Every random variable has a distribution that shows all possible values it can take and how likely they are. For discrete random variables, like nonnegative integer valued ones, this distribution is described by a probability mass function (PMF). The PMF assigns a probability to each potential outcome of the variable, hence the term 'mass'.

The PMF is key in calculating expected values and other properties of a random variable. In the context of our exercise, the PMF helps determine the probability that a random variable exceeds a certain value, which we denote as \( P(X > n) \). In essence, it's a tool that tells us how the probabilities are 'distributed' across the different possible values of a random variable.

When working with PMFs, it’s essential to remember that the probability of all outcomes must sum to one. This fundamental property ensures that we're dealing with a valid probability distribution and sets the stage for calculating more intricate probabilities, such as those involving multiple random variables.

Convergence of Infinite Series

In probability and many other fields of mathematics, we often work with infinite series because they allow us to represent quantities that are accumulated over an indefinite number of steps. In our problem, we use infinite series to express the expected value of random variables.

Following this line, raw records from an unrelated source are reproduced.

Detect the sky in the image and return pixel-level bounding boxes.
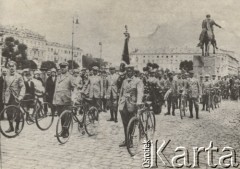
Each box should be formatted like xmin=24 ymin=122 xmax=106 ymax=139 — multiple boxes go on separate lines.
xmin=0 ymin=0 xmax=240 ymax=64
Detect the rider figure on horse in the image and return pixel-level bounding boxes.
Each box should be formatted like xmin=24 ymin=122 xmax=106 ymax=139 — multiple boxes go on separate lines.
xmin=197 ymin=14 xmax=222 ymax=49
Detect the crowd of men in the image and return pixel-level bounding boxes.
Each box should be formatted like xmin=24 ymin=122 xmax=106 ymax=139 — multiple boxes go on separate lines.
xmin=0 ymin=61 xmax=240 ymax=147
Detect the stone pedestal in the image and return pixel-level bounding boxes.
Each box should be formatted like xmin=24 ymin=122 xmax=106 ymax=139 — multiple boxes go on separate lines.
xmin=193 ymin=55 xmax=220 ymax=77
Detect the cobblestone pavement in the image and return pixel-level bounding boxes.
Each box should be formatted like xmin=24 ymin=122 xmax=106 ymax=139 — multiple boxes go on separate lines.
xmin=1 ymin=101 xmax=240 ymax=169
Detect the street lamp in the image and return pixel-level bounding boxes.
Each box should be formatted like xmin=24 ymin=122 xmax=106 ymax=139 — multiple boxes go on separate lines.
xmin=72 ymin=17 xmax=79 ymax=70
xmin=99 ymin=42 xmax=102 ymax=69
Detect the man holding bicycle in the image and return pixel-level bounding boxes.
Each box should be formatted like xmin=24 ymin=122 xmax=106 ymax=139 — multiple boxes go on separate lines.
xmin=202 ymin=74 xmax=212 ymax=111
xmin=53 ymin=62 xmax=74 ymax=138
xmin=3 ymin=61 xmax=26 ymax=133
xmin=187 ymin=71 xmax=200 ymax=119
xmin=118 ymin=65 xmax=144 ymax=147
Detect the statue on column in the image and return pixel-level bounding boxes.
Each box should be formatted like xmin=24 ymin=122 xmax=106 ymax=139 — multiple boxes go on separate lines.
xmin=197 ymin=14 xmax=222 ymax=56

An infinite series is the sum of an infinite sequence of terms. For the series to have a meaningful value, it must converge to a finite number. Convergence means that as we sum more and more terms, the total gets closer and closer to a specific value and stays there. The concept of convergence is central to ensuring the existence of an expected value because it justifies summing over an infinite number of probabilities or outcomes.

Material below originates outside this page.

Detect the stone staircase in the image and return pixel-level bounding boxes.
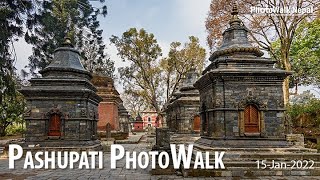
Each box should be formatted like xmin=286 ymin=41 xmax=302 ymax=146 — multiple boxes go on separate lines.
xmin=181 ymin=143 xmax=320 ymax=178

With random variables, the convergence of their associated series reassures us that we can actually compute an expected value, and it won't diverge to infinity. Thus, part of solving problems involving expected values is checking the convergence of infinite series that represent them. Through various tests and conditions, we can determine whether a series converges, which is vital for validating the results and solutions we obtain in probability theory.